Problem Statement

Recover Binary Search Tree

You are given the root of a binary search tree. A binary search tree, or BST, is a tree where every node holds a number, and the rule is: everything to the left of a node is smaller, and everything to the right is larger. Someone made a mistake and swapped the values of exactly two nodes. Your job is to fix it and put those two values back where they belong, without moving any nodes around or changing the shape of the tree. Only the two swapped values need to switch back.

hardTreeTreesTime: O(n) · Space: O(h)

Signals to notice

two nodes swapped in BSTin-order traversal should be sortedfind the anomalies

Brute force first

In-order traversal to array, find the two swapped elements, swap them back. That direct path helps you understand the question, but it tends to treat every possibility as brand new instead of learning from earlier steps.

The key insight

In-order traversal tracking the previous node. When you find prev > current, that's an anomaly. The first anomaly gives the first swapped node; the second anomaly gives the second. Swap their values. Once you hold onto the right piece of information from moment to moment, the problem feels less like trial and error and more like following a shape that was there all along.

Trace it on root=[3,1,4,null,null,2] (in-order node values: 1,3,2,4)

Visit node=1: prev=null -> no check.
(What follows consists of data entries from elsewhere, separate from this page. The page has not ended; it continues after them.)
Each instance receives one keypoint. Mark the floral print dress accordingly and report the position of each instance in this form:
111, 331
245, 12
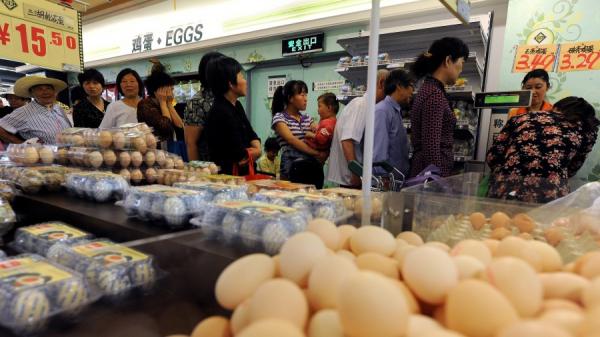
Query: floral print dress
534, 156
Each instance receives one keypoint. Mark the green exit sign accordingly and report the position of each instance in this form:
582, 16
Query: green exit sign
303, 44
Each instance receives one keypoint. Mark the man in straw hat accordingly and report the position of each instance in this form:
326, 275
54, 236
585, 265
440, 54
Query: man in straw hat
42, 118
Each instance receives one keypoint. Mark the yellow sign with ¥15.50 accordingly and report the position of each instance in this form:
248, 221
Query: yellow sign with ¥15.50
40, 33
579, 56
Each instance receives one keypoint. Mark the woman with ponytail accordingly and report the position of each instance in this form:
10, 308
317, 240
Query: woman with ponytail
536, 153
299, 162
431, 117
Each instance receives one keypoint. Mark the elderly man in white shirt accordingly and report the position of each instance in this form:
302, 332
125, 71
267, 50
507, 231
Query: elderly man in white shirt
348, 134
43, 118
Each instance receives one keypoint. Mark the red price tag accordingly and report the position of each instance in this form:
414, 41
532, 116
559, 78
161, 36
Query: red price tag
535, 57
579, 56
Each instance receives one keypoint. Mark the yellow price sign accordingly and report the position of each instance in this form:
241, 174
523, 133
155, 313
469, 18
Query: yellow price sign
40, 33
530, 57
579, 56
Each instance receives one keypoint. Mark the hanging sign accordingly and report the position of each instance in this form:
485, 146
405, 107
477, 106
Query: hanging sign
579, 56
530, 57
302, 45
41, 33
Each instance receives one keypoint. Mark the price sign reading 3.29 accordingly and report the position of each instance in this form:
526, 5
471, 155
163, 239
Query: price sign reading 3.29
579, 56
535, 57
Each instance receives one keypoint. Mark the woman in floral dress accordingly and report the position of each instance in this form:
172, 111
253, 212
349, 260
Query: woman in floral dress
536, 153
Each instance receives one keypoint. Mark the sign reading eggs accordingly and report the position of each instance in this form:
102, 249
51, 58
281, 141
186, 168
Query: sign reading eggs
41, 33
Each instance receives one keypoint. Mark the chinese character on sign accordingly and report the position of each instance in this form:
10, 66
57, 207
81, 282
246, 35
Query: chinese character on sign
137, 44
148, 38
498, 123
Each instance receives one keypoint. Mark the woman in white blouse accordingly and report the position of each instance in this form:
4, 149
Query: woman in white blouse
124, 111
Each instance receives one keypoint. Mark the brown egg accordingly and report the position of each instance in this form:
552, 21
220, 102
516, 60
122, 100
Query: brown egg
383, 265
477, 220
532, 329
500, 233
430, 273
500, 219
326, 278
554, 235
345, 232
298, 256
325, 323
562, 285
477, 309
271, 328
525, 292
372, 239
215, 326
411, 238
371, 305
326, 230
241, 278
279, 299
524, 223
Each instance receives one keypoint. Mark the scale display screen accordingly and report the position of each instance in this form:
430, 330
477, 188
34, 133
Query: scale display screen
504, 99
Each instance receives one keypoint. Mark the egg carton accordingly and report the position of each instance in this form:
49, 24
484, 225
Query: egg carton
164, 205
96, 186
280, 185
40, 237
314, 205
218, 192
254, 225
114, 269
34, 290
31, 154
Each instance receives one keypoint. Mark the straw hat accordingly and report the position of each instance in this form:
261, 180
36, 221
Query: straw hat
23, 84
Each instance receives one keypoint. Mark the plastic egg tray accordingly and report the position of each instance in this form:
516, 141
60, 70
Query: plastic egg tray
33, 290
164, 205
317, 206
254, 225
97, 186
31, 154
218, 192
40, 237
114, 269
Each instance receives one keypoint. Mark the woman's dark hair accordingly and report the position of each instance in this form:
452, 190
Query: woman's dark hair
432, 59
203, 64
575, 109
537, 73
128, 71
220, 72
397, 78
282, 95
271, 144
91, 74
330, 99
158, 78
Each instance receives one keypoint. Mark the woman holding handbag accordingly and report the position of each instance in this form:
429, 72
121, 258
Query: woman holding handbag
232, 142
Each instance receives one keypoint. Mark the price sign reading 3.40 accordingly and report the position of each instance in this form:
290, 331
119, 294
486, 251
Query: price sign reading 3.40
535, 57
579, 56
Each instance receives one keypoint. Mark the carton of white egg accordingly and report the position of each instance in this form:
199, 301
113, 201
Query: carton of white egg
40, 237
33, 290
164, 204
97, 186
253, 225
114, 269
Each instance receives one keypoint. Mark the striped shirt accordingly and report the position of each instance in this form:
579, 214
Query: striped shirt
298, 128
35, 120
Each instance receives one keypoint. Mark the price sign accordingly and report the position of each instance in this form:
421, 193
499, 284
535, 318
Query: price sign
530, 57
40, 33
579, 56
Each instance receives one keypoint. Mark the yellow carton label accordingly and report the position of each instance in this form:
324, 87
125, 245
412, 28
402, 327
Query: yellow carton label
110, 253
22, 273
54, 232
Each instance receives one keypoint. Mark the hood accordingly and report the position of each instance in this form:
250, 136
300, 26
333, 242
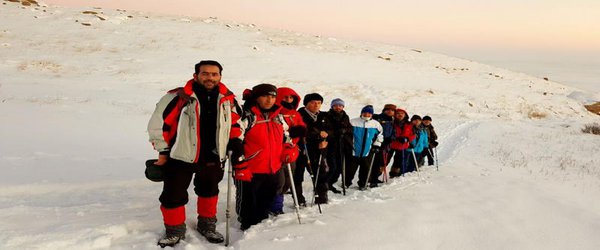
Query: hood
281, 92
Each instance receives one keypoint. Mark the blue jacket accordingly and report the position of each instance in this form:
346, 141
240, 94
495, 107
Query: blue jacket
366, 134
421, 142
Set prev=1. (first=null, second=null)
Visit node=3: prev=1, 1>3? no. Set prev=3.
Visit node=2: prev=3, 3>2? YES (inversion #1) -> first=null so first=node(3); second=node(2). Set prev=2.
Visit node=4: prev=2, 2>4? no. Set prev=4. Traversal done.
Only one inversion found -> first=node(3), second=node(2).
Swap values: first.val,second.val = 2,3 -> node(3) becomes 2, node(2) becomes 3.
Returned tree: [2,1,4,null,null,3] (in-order now 1,2,3,4).

What must stay true

In a valid BST, in-order traversal is strictly increasing. A swap creates at most two 'inversions' where prev > current. The first inversion's prev and the second inversion's current are the swapped nodes. When you keep that truth intact, each local choice supports the larger solution instead of fighting it.

Shape of the loop

first = second = prev = null
inorder(node):
  if node == null: return
  inorder(node.left)
  if prev != null and prev.val > node.val:
    if first == null: first = prev      # first inversion
    second = node                       # always update second
  prev = node
  inorder(node.right)
inorder(root); swap(first.val, second.val)

Pseudocode only — the full worked solution lives in the Solution tab.

Easy way to go wrong

When the swapped nodes are adjacent in in-order, there's only ONE inversion — both swapped nodes come from the same violation. Handle this case by setting the second node at the first inversion and updating if a second inversion is found. The fix is usually to return to the meaning of each move, not just the steps themselves.